Il courut jusqu’à son atelier, serrant son bien sur son cœur.

Kanara, le 10 avril 2003

Chère Élisabeth,

Tu acceptes les règles de notre partage et je m’en réjouis. C’est donc toi qui vas parler, avant que je ne prenne moi-même la parole.

Tu l’as compris : j’ai besoin de gages.

Et ces gages sont écarlates.

Il existe une traduction de la Bible qu’on appelle la « Bible de Jérusalem », dans laquelle un passage m’a toujours frappé. Il s’agit de la Genèse, 9, 1 à 6. Ces chiffres ne te disent sans doute rien : il s’agit simplement de la fin de l’histoire de Noé et de son arche.

On garde toujours une image positive de ce personnage qui revient, accompagné par les couples d’animaux, pour peupler la terre. La vérité est plus cruelle : Noé revient avec la nourriture des hommes. Après le déluge, la colère de Yahvé est tombée. L’espèce humaine peut vivre, mais elle le peut seulement en sacrifiant les animaux. C’est la faveur accordée par Dieu : les hommes peuvent maintenant tuer les bêtes et s’en nourrir.

Mais Yahvé précise une chose, essentielle : ils n’auront pas le droit de boire le sang, qui est « Sa » propriété. C’est une constante, dans toutes les religions : le sang est toujours versé sur l’autel, personne ne doit y toucher. Parce que le sang, et, à ce sujet, la Bible de Jérusalem est explicite, c’est l’âme de la chair. Et l’âme appartient à Dieu.

Pourquoi je te raconte cela ? Parce que cette idée correspond à une vérité profonde. Montre-moi ton sang, je te dirai qui tu es…

Quelques questions suffiront. Réponds-moi avec précision et je t’ouvrirai, en échange, les portes de mon esprit.

Dans ta première lettre, tu m’écris que tu as vingt-quatre ans. Je suppose que tu n’as pas encore vécu de nombreuses histoires d’amour. Mais je suppose aussi que tu n’es plus une jeune fille. Es-tu passée à l’acte, Élisabeth ? À quel âge ? Te souviens-tu de cette première nuit ?

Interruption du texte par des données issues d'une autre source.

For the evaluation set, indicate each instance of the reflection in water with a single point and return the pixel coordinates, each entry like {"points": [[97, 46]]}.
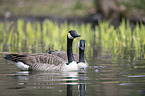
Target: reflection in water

Je ne veux pas les détails sentimentaux. Une seule chose m’intéresse : as-tu regardé, après l’acte, les traces de toi-même laissées entre les draps ? As-tu eu ce regard, discret, presque réflexe, sur ces quelques parcelles de toi-même que tu abandonnais à jamais ?

Te souviens-tu de la couleur de ce sang ? Décris-moi ces petites îles brunes, Élisabeth, en détail, et avec tes mots. Raconte-moi ce que tu as éprouvé, lorsque tu as pris conscience de cette perte. Ce sang perdu, c’était un peu de ton âme que tu sacrifiais.

Remontons le temps encore.

Avant la perte de la virginité, il y a eu un autre cap. La matrice féminine s’est éveillée en toi. Là encore, du sang. Là encore, un non-retour… Comment s’est passée cette autre « première fois » ? Je ne te demande pas les circonstances. Je veux seulement que tu me décrives cette première saison, tiède et inconnue.